Ms Avery said trade-offs in other states and territories included changes to thresholds where a person had to be injured at a certain level or suffer impairment of the whole body to be eligible to enter a compensation scheme.
“Which means that people might have injuries that don’t seem that serious in terms of their body function but the effect on their whole life is very serious,” she said.
Ms Avery said the ACT’s CTP scheme also compensated people very well for loss of enjoyment of life – pain and suffering and general damages – which was not the case in other jurisdictions.
“The courts recognise that accidents can have a big impact on people psychologically and quality of life. We don’t even have the highest premiums in the country but we’re still well covered. That’s something we would like to protect,” she said.
“If the ACT Government pushes through its preferred scheme, it will mean more injured people will be forced into the social welfare system, or forced to take out expensive private injury and income protection insurance, rather than, as they do now, getting a level of compensation that would enable them to have flexibility as to how their injuries are treated and to pursue the recovery of the actual loss they have suffered.”
But Mr Barr said the Government did not have a specific position in mind for how the CTP scheme should look. “That’s why we’re doing a citizens’ jury process. It gives a group of Canberrans, representative of the community, the opportunity to look at this issues in depth and make recommendations to the Government on how the community wants CTP to work,” he said.
The alliance is also concerned about the short timelines for convening the citizens’ jury as well as the limited information available on the ACT Government website.
“The rushed timelines for commencing the citizen’s jury process have been dictated by the Government. We have to ask why Mr Barr is rushing this through,” Ms Avery said.

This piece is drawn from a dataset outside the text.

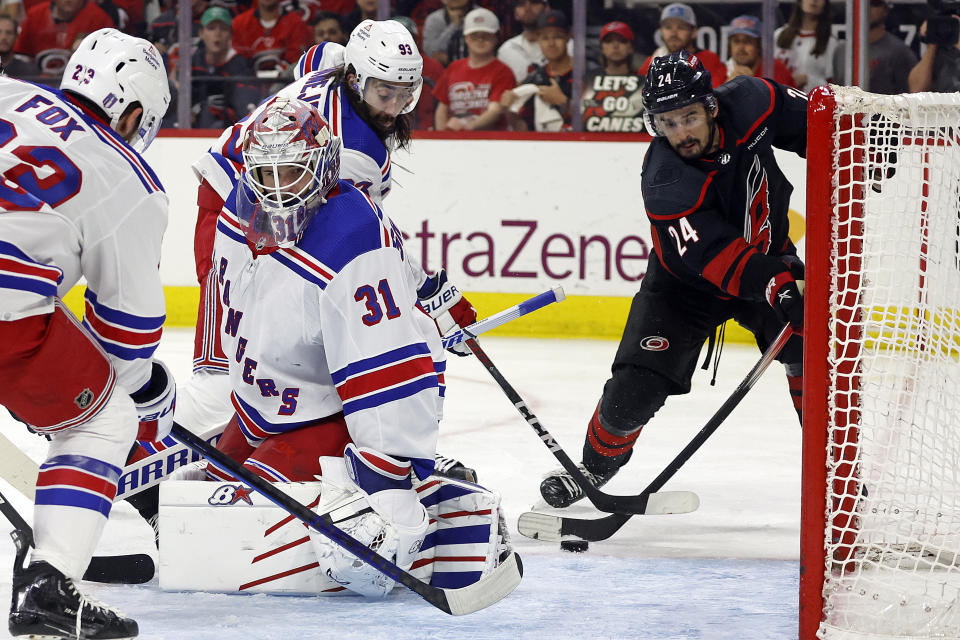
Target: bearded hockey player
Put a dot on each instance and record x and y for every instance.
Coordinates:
(717, 203)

She believed insurers had not been lobbying for change.
“It’s important for people to understand that most people who are involved in car accidents are covered by our CTP scheme and that’s not just people in cars but other road users such as pedestrians and cyclists. Most people, even those who don’t pay CTP premiums, are very well covered by this system,” Ms Avery said.
While the legal profession is critical of the Government’s approach “if we can use the process to improve the current scheme that would be an excellent outcome”.
Mr Barr said people who were not on the jury could find out more about CTP and provide their views on the Your Say website here, and the information would be given to the jury to consider.
Ms Avery said that in 2010 the ACT Government attempted to introduce changes to CTP under the Road transport Amendment (Third Party Insurance) Bill 2010 that would have would have curtailed the ACT community’s existing rights.